Dima, I think your noting of the idea of “normalcy” is fundamental for our field to grapple with. Because while as investigators it is often incumbent on us to emphasize the “news” – that is to say, the novelty – of either the phenomena we are investigating or the angles we are investigating from, part of what I’ve been consistently impressed by in my own experiences looking at the Chilean and wider Latin American media landscape is precisely how normalized these diverse trajectories of media flow have become. And likewise, it is in instances such as these that what we might assume are idiosyncratic processes can be seen likewise as more “normalized”. I find your mentioning of  Grendizer’s popularity and use as a means of illustrating debate surrounding the Syrian war fascinating insofar as it corresponds with what I’ve seen as a terrible oversight in the dominant narratives surrounding anime’s broader global history. Namely, that anime’s circulation as a “cheap” alternative to animation from the US and Europe made it incredibly spreadable throughout the Global South (and beyond the Iron Curtain) to an extent that we could consider Japanese animation’s global, transnational circulation a precedent to a whole variety of contemporary media phenomena that are considered otherwise unprecedented.

 

From my own perspective as a scholar of anime’s global circulation in Latin America, I would be very interested to see and participate in more transversal scholarship that emphasizes anime’s global cultural impact before and outside its eventual integration with mainstream Anglo-American pop  culture. I see this as a line of investigation that, while not ignoring or downplaying Japanese animation’s  transnational ties with the Anglo-American sphere, can also speak to anime’s popular history from the imaginaries of the global south. 

 

To this end, and also in accordance with what you’ve touched on, Dima and Wikanda, I was also wondering if you could speak a bit to how the transnational nature of the media phenomena you study corresponds with other parameters of popular quotidianity. For example, while K-pop’s popularity in Chile has been discussed as a broadening of the popular imaginary breaking with certain Anglo/Eurocentric principles (I myself discuss this in my own work as mentioned above) there also something to be said about how such shifts intermingle with entrenched ideologies and demographic tensions.

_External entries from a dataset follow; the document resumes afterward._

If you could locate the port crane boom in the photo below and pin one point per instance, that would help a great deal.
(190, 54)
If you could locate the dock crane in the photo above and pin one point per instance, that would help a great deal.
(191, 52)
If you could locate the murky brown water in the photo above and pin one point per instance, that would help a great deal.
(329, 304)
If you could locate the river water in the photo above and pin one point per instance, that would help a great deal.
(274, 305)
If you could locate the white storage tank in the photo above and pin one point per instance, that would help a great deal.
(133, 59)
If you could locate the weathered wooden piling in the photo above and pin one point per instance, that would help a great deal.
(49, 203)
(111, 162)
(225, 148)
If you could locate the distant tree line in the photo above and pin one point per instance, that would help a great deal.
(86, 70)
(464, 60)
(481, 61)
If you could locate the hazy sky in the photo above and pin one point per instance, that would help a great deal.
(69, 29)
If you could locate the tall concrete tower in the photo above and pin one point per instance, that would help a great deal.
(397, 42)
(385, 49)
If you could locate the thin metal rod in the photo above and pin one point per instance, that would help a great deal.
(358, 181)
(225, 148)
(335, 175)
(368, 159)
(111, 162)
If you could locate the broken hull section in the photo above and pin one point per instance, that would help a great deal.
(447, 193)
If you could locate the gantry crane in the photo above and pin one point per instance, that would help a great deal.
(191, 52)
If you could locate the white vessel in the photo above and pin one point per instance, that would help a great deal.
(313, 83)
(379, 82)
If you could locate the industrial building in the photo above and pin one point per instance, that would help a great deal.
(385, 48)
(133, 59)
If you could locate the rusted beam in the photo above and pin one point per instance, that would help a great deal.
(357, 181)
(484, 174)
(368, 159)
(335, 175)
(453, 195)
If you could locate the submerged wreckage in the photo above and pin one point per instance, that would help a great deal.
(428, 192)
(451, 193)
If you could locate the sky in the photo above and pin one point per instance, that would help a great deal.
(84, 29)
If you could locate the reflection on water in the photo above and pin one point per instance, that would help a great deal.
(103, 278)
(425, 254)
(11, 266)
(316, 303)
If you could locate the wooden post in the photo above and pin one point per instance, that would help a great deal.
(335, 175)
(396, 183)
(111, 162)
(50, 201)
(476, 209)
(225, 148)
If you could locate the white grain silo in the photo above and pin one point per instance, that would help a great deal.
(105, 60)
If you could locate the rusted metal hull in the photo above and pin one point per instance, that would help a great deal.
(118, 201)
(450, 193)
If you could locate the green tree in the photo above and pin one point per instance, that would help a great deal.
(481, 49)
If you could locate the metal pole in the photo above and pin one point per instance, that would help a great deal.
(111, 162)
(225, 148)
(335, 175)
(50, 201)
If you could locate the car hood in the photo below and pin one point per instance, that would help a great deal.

As noted by Wonjung Min for instance (“Mis Chinos, Tus Chinos: The Orientalism of K-pop Fans”, International Communication Gazette, (83)8, 2021, 1-19) K-pop’s success in Chile, while broad, has done little to either minimize the exoticizing and/or othering of Korean Chileans, nor has it really affected the all-too common conflation of all East Asians in the region colloquially as “chinos” (Chinese).

Along similar lines, the integration of Turkish TV (Fig. 1) throughout Latin America, while indeed making many Chileans more interested in Turkish culture itself, has arguably only further confused things with regard to the broader population of Chileans with Middle-Eastern roots. As with the synecdoche conflating Chinese people with all East Asians, Middle Eastern people in Chile are often referred to universally as Turks – a confusion first created by a wave of Palestinian immigration that arrived in the country in the early 20th century bearing Turkish passports. As with your noting of Shakira as an unacknowledged Lebanese global icon Dima, I’m wondering where we may see the “limits” of the phenomena we are looking at, and how we can go about understanding, negotiating and integrating these into our perspectives of them?

 

 

 

 



Fig. 1 - Chilean ad for the Turkish drama Is it Fatmagul’s Fault? (2010)

 

References

 

Min W. “Mis Chinos, Tus Chinos: The Orientalism of K-pop Fans”, International Communication Gazette, (83)8, 2021, 1-19

 

 

 

 

Wikanda 

 

Camilo and Dima, I really enjoy learning about the Latin American and Arab contexts of media flow and fandom from your exchanges. I have limited knowledge on these geographies, except in certain areas of cinema that I came across via my work on transnational film reception and authorship (i.e. the reception of Indian and some Thai martial-art films in the Arab world or the shared situation of film festival funding for independent cinema in the case of Latin America.)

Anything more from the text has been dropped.